Field Marshal Earl Kitchener of Khartoum was the best-known and most widely respected soldier of his generation. He had joined the Royal Engineers in 1870 and had spent much of his life in the Middle East, carrying out a military survey of Palestine in the 1870s, joining the Egyptian army in the 1880s, acting as Sirdar (commander-in-chief) of that army through much of the 1890s, and leading the successful campaign to crush the Islamic insurgents in the Sudan in 1898 which made him a national figure. During the Boer War he was first chief of staff and then commander-in-chief in South Africa and had gone on to act as military head in India from 1902 to 1909. From India he toured the Far East and Australasia, where he advised the Australian and New Zealand governments on the formation of their own armies. In 1911 he was appointed British agent and consul-general in Egypt, effectively military and political head of that nation, guarding the Suez Canal, which was seen as vital to imperial security. With his links to Egypt, India and South Africa, Kitchener was the personification of Britain’s imperial mission. With successful military campaigns behind him he was a popular hero. Despite his long absences from Britain he was widely known and his moustachioed, uniformed image was a symbol of bullish, determined imperialism.

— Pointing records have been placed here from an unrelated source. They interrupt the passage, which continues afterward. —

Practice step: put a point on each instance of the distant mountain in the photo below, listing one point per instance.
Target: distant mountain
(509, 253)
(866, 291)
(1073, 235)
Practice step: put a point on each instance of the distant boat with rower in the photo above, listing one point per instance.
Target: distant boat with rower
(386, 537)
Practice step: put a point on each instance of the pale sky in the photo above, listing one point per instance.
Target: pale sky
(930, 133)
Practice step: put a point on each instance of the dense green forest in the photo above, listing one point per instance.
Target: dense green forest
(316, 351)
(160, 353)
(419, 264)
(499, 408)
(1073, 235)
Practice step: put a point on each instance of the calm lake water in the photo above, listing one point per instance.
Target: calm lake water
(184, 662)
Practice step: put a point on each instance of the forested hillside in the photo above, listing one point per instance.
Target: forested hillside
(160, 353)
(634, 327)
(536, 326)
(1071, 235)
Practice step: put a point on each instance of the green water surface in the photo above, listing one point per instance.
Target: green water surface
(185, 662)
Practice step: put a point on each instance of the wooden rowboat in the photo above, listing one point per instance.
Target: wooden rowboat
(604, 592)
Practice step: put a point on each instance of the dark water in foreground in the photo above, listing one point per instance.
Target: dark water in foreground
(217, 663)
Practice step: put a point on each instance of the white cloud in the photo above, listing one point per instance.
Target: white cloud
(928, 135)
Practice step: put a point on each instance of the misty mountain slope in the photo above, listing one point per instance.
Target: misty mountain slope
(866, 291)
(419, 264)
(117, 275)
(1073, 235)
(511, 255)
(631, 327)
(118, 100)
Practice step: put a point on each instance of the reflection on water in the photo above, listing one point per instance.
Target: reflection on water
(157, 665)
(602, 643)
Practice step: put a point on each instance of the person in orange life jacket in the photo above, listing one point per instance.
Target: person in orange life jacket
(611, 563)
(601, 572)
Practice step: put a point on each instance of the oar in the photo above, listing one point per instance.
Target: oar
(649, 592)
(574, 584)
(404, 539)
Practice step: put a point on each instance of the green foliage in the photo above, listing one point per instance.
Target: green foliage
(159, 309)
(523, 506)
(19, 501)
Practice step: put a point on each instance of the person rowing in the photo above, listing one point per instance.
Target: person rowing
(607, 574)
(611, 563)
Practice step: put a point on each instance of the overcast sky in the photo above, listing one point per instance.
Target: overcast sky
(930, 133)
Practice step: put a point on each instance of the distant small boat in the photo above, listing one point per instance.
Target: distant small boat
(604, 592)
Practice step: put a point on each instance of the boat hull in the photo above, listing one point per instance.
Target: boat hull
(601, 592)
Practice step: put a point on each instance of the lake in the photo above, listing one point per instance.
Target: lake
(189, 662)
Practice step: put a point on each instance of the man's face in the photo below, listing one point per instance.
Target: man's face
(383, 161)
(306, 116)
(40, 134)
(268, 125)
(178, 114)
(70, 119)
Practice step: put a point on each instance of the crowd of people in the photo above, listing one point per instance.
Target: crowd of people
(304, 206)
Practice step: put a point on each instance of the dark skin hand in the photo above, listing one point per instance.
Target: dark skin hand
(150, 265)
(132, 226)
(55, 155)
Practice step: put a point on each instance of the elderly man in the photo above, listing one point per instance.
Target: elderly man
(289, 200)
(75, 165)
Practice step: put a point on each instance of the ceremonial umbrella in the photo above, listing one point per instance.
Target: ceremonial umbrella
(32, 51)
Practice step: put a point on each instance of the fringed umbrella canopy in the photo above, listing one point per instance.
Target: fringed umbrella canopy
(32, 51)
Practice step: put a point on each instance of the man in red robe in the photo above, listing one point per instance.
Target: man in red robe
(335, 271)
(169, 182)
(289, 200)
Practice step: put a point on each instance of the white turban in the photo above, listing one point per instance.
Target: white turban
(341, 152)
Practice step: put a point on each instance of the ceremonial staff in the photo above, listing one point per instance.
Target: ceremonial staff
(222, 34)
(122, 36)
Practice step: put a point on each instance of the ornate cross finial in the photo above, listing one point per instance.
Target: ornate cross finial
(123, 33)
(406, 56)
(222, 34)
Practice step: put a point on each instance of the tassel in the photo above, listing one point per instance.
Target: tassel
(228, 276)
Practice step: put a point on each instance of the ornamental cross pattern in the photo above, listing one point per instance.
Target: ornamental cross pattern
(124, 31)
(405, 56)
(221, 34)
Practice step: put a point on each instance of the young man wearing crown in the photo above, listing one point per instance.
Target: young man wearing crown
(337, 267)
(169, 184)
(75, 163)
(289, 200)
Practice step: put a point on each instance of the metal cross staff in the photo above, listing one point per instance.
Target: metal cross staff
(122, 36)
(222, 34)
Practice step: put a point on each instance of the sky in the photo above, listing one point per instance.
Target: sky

Kitchener’s appointment as Secretary for War two days after the declaration of war proved a massive hit with the public and inspired British people that the army was going to be under strong leadership. Asquith’s daughter later wrote that ‘Lord Kitchener was more than a national hero. He was a national institution … There was a feeling Kitchener could not fail. The psychological effect of his appointment, the tonic to public confidence, were instantaneous and overwhelming.’5
Kitchener’s widespread popularity would have an enormous impact on events over the coming months. But several problems would arise from his appointment. Kitchener was by nature autocratic, incapable of delegating responsibility or taking advice and he had an immense suspicion of politicians and even of the War Office itself. He once remarked to a friend, ‘May God preserve me from the politicians.’6 He was not at all keen to take up the post of War Secretary but when it was presented to him as his duty he agreed as long as he was given full Cabinet status. He would prove to be a difficult figure to control. At his first Cabinet meeting he stunned his colleagues around the table by announcing that contrary to public opinion, this war was bound to be a long one, and that Britain must now prepare for a struggle lasting at least three years. He argued that wars took unexpected courses and a European conflict could not be ended by a victory at sea but only by major land battles on the continent. In order to play a part ‘on a scale proportionate to its magnitude and power’ Britain had to be prepared ‘to put armies of millions in the field and maintain them for several years’. Such was the awe and respect that Kitchener commanded that the Cabinet unanimously accepted his view in silence.7 Lloyd George, then Chancellor of the Exchequer, later described Kitchener as practically a ‘military dictator’ in the first months of the war and recalled that ‘The Members of the Cabinet were frankly intimidated by his presence because of his repute and his enormous influence amongst all classes of the people outside. A word from him was decisive and no one dared to challenge it in a Cabinet meeting.’8
Kitchener’s views prevailed in that the Cabinet agreed to send an expeditionary force of four divisions supported by cavalry to take its position on the left of the French army. Within fourteen days troops were landing in France and beginning to deploy, in line with the eight years of military planning that had gone into preparing for this specific operation. Moreover, the Cabinet agreed to Kitchener’s proposal to increase the size of the army by 500,000 men. On 7 August, the newspapers reported his preliminary appeal for 100,000 men between the ages of nineteen and thirty ‘who have the safety of the Empire at heart’ to enlist. Kitchener’s initial plan was to raise six new divisions.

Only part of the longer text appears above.